One-hot encoding of category tensors in PyTorch

This article has been authorized by the Jishi platform and first published on the public account of the Jishi platform. It may not be reprinted without permission.

Original document: https://www.yuque.com/lart/ugkv9f/src5w8
Code repository: https://github.com/lartpang/CodeForArticle/tree/main/OneHotEncoding.PyTorch

foreword

One-hot form of encoding is very common in deep learning tasks, but it is not a very natural way of storing data. So in most cases, we need to manually convert it ourselves. Although the idea is very straightforward, that is, to split the categories into 0-1 vectors corresponding to one-to-one, but the specific implementation still needs to be thought about. In fact pytorch itself nn.functional has been provided one_hot method to quickly apply. But this does not affect our thinking and practice :>! Therefore, this article tries to based on the commonly used method to achieve one-hot encoding. I hope it will be useful.

The main ways are as follows:

for Loop
scatter
index_select

`for` cycle

This method is very intuitive. To put it bluntly, it is to perform an assignment (assign 1) operation to a specified position in a blank (all zero) tensor.
The key is how to set the index.
Two schemes that are essentially the same but slightly different due to the different specified dimensions are designed below.

def bhw_to_onehot_by_for(bhw_tensor: torch.Tensor, num_classes: int):
    """
    Args:
        bhw_tensor: b,h,w
        num_classes:
    Returns: b,h,w,num_classes
    """
    assert bhw_tensor.ndim == 3, bhw_tensor.shape
    assert num_classes > bhw_tensor.max(), torch.unique(bhw_tensor)
    one_hot = bhw_tensor.new_zeros(size=(num_classes, *bhw_tensor.shape))
    for i in range(num_classes):
        one_hot[i, bhw_tensor == i] = 1
    one_hot = one_hot.permute(1, 2, 3, 0)
    return one_hot


def bhw_to_onehot_by_for_V1(bhw_tensor: torch.Tensor, num_classes: int):
    """
    Args:
        bhw_tensor: b,h,w
        num_classes:
    Returns: b,h,w,num_classes
    """
    assert bhw_tensor.ndim == 3, bhw_tensor.shape
    assert num_classes > bhw_tensor.max(), torch.unique(bhw_tensor)
    one_hot = bhw_tensor.new_zeros(size=(*bhw_tensor.shape, num_classes))
    for i in range(num_classes):
        one_hot[..., i][bhw_tensor == i] = 1
    return one_hot

`scatter`

This method should be the common form of one_hot In fact, its main function is to assign a value to the specified position in tensor.
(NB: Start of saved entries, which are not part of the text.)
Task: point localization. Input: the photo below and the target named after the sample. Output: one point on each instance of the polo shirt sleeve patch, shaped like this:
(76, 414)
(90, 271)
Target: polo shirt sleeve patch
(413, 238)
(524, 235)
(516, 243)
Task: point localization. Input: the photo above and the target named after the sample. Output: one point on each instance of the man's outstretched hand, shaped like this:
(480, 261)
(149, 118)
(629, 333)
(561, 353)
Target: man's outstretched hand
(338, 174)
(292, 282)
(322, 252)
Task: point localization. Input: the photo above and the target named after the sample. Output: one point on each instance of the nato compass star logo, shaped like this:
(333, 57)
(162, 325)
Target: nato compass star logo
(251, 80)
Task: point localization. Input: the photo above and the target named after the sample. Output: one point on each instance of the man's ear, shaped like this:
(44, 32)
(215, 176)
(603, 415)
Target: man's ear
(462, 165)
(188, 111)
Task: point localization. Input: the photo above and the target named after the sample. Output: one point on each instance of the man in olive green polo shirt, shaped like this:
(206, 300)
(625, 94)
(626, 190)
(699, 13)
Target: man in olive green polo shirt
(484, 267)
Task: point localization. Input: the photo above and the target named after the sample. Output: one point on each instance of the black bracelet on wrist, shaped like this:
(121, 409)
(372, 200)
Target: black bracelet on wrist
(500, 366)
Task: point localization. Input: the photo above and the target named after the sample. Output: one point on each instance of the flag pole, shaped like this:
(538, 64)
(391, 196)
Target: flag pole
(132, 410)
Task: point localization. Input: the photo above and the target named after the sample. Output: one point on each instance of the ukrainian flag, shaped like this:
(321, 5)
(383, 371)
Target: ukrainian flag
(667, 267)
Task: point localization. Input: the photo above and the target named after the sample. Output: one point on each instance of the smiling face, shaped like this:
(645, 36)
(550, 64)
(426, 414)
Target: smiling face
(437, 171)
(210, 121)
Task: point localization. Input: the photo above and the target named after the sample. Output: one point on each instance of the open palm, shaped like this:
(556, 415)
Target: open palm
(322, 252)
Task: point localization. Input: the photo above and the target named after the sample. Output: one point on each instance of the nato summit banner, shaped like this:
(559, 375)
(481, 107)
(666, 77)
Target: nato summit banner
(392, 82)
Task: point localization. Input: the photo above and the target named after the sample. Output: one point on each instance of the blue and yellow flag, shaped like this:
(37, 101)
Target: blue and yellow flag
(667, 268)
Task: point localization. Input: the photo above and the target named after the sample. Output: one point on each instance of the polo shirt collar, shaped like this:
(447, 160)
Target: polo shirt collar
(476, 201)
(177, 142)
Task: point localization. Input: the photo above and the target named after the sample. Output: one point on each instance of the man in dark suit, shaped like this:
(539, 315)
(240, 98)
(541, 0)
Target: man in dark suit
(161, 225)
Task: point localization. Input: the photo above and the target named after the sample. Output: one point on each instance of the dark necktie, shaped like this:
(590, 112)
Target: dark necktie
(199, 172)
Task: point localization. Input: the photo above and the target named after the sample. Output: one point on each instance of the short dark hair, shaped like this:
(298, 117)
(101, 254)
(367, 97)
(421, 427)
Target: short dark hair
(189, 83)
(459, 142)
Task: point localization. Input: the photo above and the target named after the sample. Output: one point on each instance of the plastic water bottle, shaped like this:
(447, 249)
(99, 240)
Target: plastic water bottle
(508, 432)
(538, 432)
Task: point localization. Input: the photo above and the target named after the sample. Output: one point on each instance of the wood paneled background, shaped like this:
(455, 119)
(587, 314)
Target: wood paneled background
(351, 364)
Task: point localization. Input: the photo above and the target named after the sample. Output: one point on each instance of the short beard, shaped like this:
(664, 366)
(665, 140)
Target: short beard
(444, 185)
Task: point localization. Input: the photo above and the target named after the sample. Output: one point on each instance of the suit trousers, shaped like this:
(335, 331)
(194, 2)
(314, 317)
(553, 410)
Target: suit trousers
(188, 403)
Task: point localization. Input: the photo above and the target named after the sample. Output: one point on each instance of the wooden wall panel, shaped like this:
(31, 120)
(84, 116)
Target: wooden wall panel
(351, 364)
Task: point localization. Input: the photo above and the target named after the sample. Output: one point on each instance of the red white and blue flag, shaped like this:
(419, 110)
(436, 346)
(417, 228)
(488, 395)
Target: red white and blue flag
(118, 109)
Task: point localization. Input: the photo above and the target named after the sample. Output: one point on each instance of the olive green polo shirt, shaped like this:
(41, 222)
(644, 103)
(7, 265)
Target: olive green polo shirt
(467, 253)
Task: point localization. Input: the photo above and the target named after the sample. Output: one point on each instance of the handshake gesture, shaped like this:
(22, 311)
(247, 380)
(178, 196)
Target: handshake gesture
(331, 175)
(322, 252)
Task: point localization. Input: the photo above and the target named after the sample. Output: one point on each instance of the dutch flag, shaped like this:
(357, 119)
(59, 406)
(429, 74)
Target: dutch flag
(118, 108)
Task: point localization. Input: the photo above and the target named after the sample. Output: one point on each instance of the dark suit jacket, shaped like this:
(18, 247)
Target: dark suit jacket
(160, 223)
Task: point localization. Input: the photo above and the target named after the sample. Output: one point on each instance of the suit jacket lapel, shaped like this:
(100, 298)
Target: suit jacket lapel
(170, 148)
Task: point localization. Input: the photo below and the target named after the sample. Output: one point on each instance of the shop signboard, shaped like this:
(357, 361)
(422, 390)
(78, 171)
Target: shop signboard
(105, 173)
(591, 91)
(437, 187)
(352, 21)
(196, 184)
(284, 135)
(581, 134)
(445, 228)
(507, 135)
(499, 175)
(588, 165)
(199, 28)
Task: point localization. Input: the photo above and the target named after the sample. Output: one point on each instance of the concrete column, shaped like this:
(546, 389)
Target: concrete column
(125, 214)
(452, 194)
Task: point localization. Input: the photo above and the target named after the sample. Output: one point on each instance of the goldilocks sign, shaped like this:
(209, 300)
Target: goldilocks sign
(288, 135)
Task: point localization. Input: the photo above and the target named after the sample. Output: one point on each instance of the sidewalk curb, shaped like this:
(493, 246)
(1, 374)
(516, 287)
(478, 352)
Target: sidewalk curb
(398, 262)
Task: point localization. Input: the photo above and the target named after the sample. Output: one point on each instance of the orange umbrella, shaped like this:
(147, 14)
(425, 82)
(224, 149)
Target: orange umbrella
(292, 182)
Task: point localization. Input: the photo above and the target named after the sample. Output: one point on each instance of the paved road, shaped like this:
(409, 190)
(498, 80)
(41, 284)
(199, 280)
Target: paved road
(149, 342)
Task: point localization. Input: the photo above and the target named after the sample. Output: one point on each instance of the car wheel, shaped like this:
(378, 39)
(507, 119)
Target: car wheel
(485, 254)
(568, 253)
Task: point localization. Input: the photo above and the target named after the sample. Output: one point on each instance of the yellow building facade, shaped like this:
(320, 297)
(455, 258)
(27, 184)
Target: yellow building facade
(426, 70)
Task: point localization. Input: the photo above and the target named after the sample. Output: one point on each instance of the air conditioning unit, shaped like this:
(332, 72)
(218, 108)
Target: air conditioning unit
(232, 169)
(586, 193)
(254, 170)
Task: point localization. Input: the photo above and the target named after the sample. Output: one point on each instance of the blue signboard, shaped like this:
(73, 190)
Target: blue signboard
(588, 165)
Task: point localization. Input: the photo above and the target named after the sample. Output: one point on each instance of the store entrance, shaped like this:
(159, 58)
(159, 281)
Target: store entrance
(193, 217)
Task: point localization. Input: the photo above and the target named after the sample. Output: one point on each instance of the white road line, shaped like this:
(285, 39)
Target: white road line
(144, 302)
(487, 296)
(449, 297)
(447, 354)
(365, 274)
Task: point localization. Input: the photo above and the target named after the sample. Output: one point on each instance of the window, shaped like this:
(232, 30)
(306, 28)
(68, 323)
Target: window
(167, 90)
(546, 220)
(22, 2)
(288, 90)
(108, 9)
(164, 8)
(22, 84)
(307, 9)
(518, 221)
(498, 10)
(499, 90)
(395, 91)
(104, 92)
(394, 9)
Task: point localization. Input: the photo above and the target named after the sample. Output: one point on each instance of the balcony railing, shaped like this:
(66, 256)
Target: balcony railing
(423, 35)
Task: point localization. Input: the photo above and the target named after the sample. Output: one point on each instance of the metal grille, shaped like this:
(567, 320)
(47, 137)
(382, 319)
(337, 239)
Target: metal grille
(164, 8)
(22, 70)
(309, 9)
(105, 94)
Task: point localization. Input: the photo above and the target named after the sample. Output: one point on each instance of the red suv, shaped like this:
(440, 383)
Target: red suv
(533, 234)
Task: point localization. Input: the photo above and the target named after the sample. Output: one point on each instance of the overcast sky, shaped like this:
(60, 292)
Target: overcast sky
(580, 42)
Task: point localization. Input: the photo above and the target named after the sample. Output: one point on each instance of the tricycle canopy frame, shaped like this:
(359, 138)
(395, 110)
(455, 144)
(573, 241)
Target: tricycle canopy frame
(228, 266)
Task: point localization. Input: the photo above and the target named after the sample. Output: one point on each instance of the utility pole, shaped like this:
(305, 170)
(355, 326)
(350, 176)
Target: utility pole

It is more flexible because it can use a specially constructed index matrix as an index. Of course, flexibility also brings difficulties in understanding. The explanation provided in the official documentation is quite intuitive:

'''
https://pytorch.org/docs/stable/generated/torch.Tensor.scatter_.html

* (int dim, Tensor index, Tensor src)
 * (int dim, Tensor index, Tensor src, *, str reduce)
 * (int dim, Tensor index, Number value)
 * (int dim, Tensor index, Number value, *, str reduce)
'''

self[index[i][j][k]][j][k] = src[i][j][k]  # if dim == 0
self[i][index[i][j][k]][k] = src[i][j][k]  # if dim == 1
self[i][j][index[i][j][k]] = src[i][j][k]  # if dim == 2

The in-place replacement ( in-place src based on the replacement value of 061e3a6600358c , the tensor. In fact, in our application, it is mainly based on the in-place replacement version and the replacement value is in the form value

In the above form, we can see that by specifying the parameter tensor index , we can place src in (i,j,k) to the specified position of the method caller (here is self The specified position by the index the (i,j,k) replace the value at the coordinates (i,j,k) in dim value of the position is constituted (also reflected in the index a requirement tensor, that is the number of dimensions to and self , src (if src as tensor words. Hereinafter A concrete scalar value of 1 is used, i.e. src replaced by value (consistent). This is very consistent with the concept of one-hot Because the one-hot itself is that for the i data, the i position is 1, and the rest of the positions are 0. scatter_ for all-zero tensor can easily construct one-hot tensor, that is, place 1 in the position corresponding to the category number.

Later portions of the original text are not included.